Cross-Type Integer Coercion Pattern#

The Cross-Type Integer Coercion Pattern is a specific implementation technique in libmagic-rs for safely comparing unsigned 64-bit integers (u64) with signed 64-bit integers (i64) by converting both operands to a 128-bit signed intermediate type (i128). This pattern ensures mathematically correct comparisons across the full range of both types without overflow or information loss. The pattern is implemented in src/evaluator/operators.rs and is used in all comparison operators (apply_equal, apply_not_equal, apply_less_than, apply_greater_than, apply_less_equal, and apply_greater_equal), while bitwise operations use a different casting strategy.

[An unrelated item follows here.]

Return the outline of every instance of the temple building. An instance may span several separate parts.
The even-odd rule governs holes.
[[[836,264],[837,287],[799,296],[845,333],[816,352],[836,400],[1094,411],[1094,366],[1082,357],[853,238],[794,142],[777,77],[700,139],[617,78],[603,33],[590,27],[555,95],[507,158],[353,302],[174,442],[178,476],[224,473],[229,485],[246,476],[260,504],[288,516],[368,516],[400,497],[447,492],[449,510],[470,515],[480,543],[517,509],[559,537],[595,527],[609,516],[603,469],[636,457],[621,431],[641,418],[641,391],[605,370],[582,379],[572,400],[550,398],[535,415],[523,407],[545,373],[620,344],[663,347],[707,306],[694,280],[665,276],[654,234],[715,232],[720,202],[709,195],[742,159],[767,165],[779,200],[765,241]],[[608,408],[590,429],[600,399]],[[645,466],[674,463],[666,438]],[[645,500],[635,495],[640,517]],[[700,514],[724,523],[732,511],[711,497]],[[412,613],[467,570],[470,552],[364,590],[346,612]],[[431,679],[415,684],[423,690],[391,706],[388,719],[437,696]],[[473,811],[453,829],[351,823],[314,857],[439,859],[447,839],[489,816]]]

The pattern exists to handle magic rule evaluations where file data can be interpreted as either unsigned or signed integers depending on the rule specification, and comparisons must work correctly regardless of type combinations. The implementation leverages Rust's type system to provide compile-time safety guarantees while using only safe code -- no unsafe blocks are required.

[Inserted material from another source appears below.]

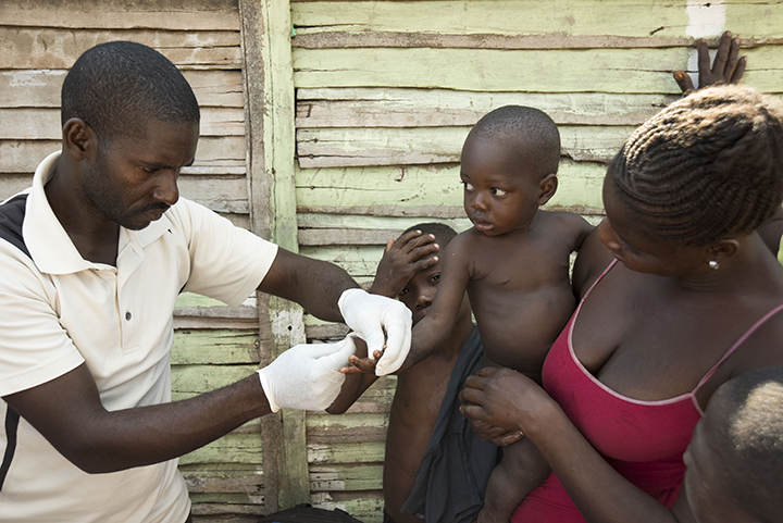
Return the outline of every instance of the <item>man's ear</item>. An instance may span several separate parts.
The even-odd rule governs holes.
[[[721,264],[723,261],[736,254],[738,249],[739,242],[733,238],[719,240],[709,247],[710,261],[714,260],[718,264]]]
[[[63,151],[76,162],[94,160],[98,150],[98,135],[82,119],[71,119],[63,125]]]
[[[543,206],[555,196],[557,191],[557,174],[547,174],[538,182],[538,204]]]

The most critical edge case this pattern handles is comparing Value::Uint(u64::MAX) (18,446,744,073,709,551,615) with Value::Int(-1), which have identical bit representations in two's complement but represent vastly different mathematical values. Tests verify that these values correctly evaluate as unequal.

Technical Implementation#

Core Pattern#

The pattern is implemented in the apply_equal function (lines 48-69) using i128::from() for cross-type conversion:

pub fn apply_equal(left: &Value, right: &Value) -> bool {
    match (left, right) {
        (Value::Uint(a), Value::Uint(b)) => a == b,
        (Value::Int(a), Value::Int(b)) => a == b,
        // Cross-type integer coercion (safe via i128 to avoid overflow)
        (Value::Uint(a), Value::Int(b)) => i128::from(*a) == i128::from(*b),
        (Value::Int(a), Value::Uint(b)) => i128::from(*a) == i128::from(*b),
        _ => false,
    }
}

The implementation uses Rust's From trait which provides infallible, lossless conversions from both u64 and i64 to i128. An inline comment at line 62 documents the rationale: "Cross-type integer coercion (safe via i128 to avoid overflow)".

Type System Foundation#

The pattern operates on the Value enum defined in src/parser/ast.rs:

#[derive(Debug, Clone, PartialEq, Eq, Serialize, Deserialize)]
pub enum Value {
    Uint(u64),
    Int(i64),
    Bytes(Vec<u8>),
    String(String),
}

This enum represents the possible value types produced during magic rule evaluation, where file contents can be interpreted as unsigned integers (Uint), signed integers (Int), byte sequences, or strings.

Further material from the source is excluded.